OpenAI function calling tutorial: building tools for GPT
A complete guide to OpenAI function calling — defining tools, handling parallel calls, streaming, and building a tool-using agent from scratch.
TL;DR: Function calling turns a chat model into something that can actually do things — query databases, call APIs, and compute results. This guide covers defining tools with JSON Schema, handling parallel calls, streaming with tool call deltas, and building a complete agent loop in 80 lines of Python with no frameworks.
Function calling is the single most important primitive in building AI agents. It’s what turns a chat model from a text generator into something that can actually do things — query databases, call APIs, send emails, compute results.
I’ve built agents using both OpenAI’s and Anthropic’s tool use APIs.

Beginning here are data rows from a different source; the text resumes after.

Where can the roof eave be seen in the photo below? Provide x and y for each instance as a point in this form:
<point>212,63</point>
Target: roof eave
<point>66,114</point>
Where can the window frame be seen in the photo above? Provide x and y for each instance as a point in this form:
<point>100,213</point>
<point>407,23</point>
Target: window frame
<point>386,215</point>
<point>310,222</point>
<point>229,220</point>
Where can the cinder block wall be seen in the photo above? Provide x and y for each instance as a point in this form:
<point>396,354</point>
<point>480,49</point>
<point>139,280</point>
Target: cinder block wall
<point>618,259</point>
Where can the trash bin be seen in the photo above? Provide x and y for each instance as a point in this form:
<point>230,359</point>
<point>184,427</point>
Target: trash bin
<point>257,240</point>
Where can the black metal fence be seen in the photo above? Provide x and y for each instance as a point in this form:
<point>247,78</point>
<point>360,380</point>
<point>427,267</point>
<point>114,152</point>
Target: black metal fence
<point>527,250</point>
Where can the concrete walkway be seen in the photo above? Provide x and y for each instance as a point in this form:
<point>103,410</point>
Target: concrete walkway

Here’s my complete guide to OpenAI function calling, built from production experience rather than documentation examples.
Key takeaways:
- Function calling lets the model request structured function execution — it doesn’t execute functions itself, it asks you to do it
- Define tools as JSON Schema objects in the
toolsparameter alongside messages- Parallel function calling means the model can request multiple tools in a single response — handle them all before returning results
- Streaming with function calls works by collecting partial
tool_callsdelta chunks by index- A complete agent loop needs just OpenAI’s SDK — no frameworks required
OpenAI’s function calling documentation defines the standard for tool-use APIs — models that accept structured tool definitions and return callable function invocations. This is the most widely adopted tool-use format in the industry.
What function calling actually is
The name is misleading. OpenAI’s function calling doesn’t mean the model calls functions on your computer. The model outputs a structured request that says “I want to call this function with these arguments.” Your code decides whether to execute it.
The flow looks like this:
User: "What's the weather in Bengaluru?"
Model: "I should check the weather API."
↓
Model outputs: { "function": "get_weather", "args": { "location": "Bengaluru" } }
↓
Your code executes get_weather("Bengaluru") → "26°C, partly cloudy"
↓
You send the result back to the model
Model: "The weather in Bengaluru is 26°C and partly cloudy."
The model never touches your API keys, never executes code on your server. It just requests tool execution. You control what runs.
Defining tools
Tools are defined as JSON Schema objects. Each tool has a name, description, and parameters schema. The description is critical — it’s how the model knows when to call the tool.
import openai
tools = [
{
"type": "function",
"function": {
"name": "get_weather",
"description": "Get the current weather for a given location. Returns temperature, conditions, humidity, and wind speed.",
"parameters": {
"type": "object",
"properties": {
"location": {
"type": "string",
"description": "City name, e.g. 'Bengaluru, India' or 'San Francisco, CA'"
},
"units": {
"type": "string",
"enum": ["celsius", "fahrenheit"],
"description": "Temperature units. Defaults to celsius for India, fahrenheit for US."
}
},
"required": ["location"]
}
}
},
{
"type": "function",
"function": {
"name": "get_air_quality",
"description": "Get air quality index and PM2.5 data for a location.",
"parameters": {
"type": "object",
"properties": {
"location": {"type": "string"}
},
"required": ["location"]
}
}
}
]
Rule of thumb for descriptions: Describe when to call the function, not just what it does. A function name like get_weather is obvious. The description should clarify edge cases:
- “Call when user asks about weather, temperature, or climate conditions”
- “Call for both current conditions and short-term forecasts”
- “Does NOT support historical weather data”
This prevents the model from calling the wrong tool or calling a tool for tasks it can’t handle.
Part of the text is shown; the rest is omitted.